A coalition of anti-exploitation and anti-trafficking advocates from 525 organizations and 104 survivors all from 65 countries recently signed a letter praising the ETHI committee’s actions thus far and calling on the Canadian government to encourage law enforcement to launch a criminal investigation into MindGeek. Based on the testimonies from Feras Antoon and David Tassillo, the porn company appears to have violated Canada’s child protection laws requiring reporting CSAM to the police. Since the MindGeek executives testified that their human moderators view every piece of content uploaded to their site, the letter concludes that MindGeek knowingly distributed CSAM and nonconsensual content. Because of their alleged failures to prevent the spread of illegal content, the letter states that MindGeek “cannot be trusted to self-regulate.”

Related: Visa And Mastercard Sever Ties With Pornhub Due To Abusive Content On The Site

MindGeek is also facing two class-action lawsuits, a $600 million suit in Canada and another in the US with the support of the National Center on Sexual Exploitation (NCOSE) for survivors of child sex trafficking whose content has circulated on Pornhub. The latter suit claims MindGeek did not attempt to verify the identification or age of the victimized minors in videos, which is reportedly still their standard practice not to require the identification of all individuals in content when videos are uploaded through a verified user.
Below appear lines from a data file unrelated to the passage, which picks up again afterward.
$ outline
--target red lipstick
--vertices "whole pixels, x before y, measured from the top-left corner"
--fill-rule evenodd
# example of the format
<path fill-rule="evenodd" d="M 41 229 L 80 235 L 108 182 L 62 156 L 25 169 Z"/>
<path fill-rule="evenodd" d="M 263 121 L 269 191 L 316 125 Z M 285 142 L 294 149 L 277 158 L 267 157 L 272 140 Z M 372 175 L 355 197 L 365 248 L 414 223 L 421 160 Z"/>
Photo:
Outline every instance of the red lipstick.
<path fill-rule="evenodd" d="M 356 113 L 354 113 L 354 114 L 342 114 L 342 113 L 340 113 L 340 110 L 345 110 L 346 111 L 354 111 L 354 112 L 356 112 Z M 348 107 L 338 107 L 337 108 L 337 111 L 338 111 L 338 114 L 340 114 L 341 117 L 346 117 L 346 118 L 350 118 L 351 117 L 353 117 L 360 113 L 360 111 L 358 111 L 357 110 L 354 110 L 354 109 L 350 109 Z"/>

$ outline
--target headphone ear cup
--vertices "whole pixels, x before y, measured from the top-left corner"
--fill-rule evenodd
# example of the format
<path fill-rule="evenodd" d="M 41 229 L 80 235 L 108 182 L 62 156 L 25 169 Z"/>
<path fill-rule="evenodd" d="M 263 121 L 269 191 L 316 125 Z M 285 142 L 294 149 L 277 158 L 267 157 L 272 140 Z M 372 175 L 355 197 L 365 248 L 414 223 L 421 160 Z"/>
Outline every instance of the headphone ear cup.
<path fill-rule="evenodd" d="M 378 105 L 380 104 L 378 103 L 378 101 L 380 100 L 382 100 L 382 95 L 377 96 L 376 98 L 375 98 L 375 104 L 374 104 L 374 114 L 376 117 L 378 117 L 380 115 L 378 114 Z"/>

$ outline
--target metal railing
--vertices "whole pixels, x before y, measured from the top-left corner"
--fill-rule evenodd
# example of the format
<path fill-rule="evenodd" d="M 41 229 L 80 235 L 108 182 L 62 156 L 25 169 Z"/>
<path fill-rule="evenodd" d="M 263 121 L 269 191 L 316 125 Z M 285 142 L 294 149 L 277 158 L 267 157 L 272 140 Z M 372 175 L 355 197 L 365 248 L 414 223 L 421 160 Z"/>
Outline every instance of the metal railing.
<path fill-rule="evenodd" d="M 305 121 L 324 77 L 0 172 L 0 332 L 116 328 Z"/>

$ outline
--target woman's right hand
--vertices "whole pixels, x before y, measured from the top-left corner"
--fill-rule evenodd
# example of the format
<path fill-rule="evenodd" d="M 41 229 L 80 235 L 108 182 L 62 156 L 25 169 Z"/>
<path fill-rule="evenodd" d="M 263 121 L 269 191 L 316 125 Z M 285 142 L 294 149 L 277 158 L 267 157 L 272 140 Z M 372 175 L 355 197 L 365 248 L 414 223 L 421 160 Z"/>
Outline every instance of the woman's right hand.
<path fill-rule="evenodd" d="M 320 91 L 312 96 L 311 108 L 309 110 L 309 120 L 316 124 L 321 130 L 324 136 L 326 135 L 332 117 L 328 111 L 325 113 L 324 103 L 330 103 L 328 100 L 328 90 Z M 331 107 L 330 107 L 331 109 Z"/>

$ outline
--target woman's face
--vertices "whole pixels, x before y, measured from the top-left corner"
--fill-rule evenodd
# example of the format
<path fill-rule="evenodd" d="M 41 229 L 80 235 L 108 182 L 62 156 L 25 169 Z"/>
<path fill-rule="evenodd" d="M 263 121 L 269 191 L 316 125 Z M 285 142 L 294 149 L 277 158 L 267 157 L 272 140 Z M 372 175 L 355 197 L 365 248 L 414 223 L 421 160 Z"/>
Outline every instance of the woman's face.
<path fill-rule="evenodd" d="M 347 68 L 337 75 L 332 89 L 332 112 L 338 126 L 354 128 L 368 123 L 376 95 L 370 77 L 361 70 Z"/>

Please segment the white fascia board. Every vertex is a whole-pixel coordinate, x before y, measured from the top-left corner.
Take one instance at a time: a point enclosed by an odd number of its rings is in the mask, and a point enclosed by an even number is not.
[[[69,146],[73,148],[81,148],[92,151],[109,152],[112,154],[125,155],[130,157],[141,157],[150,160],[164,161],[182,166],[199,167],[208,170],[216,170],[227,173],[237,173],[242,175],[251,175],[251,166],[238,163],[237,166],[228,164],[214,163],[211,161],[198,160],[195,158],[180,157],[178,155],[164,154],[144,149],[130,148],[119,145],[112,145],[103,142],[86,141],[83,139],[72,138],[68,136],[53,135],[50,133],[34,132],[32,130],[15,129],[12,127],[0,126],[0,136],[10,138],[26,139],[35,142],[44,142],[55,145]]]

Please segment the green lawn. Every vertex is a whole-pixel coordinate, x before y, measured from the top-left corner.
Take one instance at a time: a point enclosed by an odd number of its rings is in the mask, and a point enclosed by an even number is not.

This saga is far from over for MindGeek, in fact we suspect the criticism, lawsuits, and potential investigations are just beginning.

Since December, user traffic to Pornhub appears to have decreased, but it remains unclear what will happen next to MindGeek. If they do not, and demand for this content has not disappeared, what kind of adult site will take its place? Will it be any kinder to victims?

Only time will tell, but we are grateful to the survivors, advocates, and organizations who have given visibility to these issues for years and made an immeasurable impact in the lives of those who have had their lives torn apart by the adult industry’s largest player.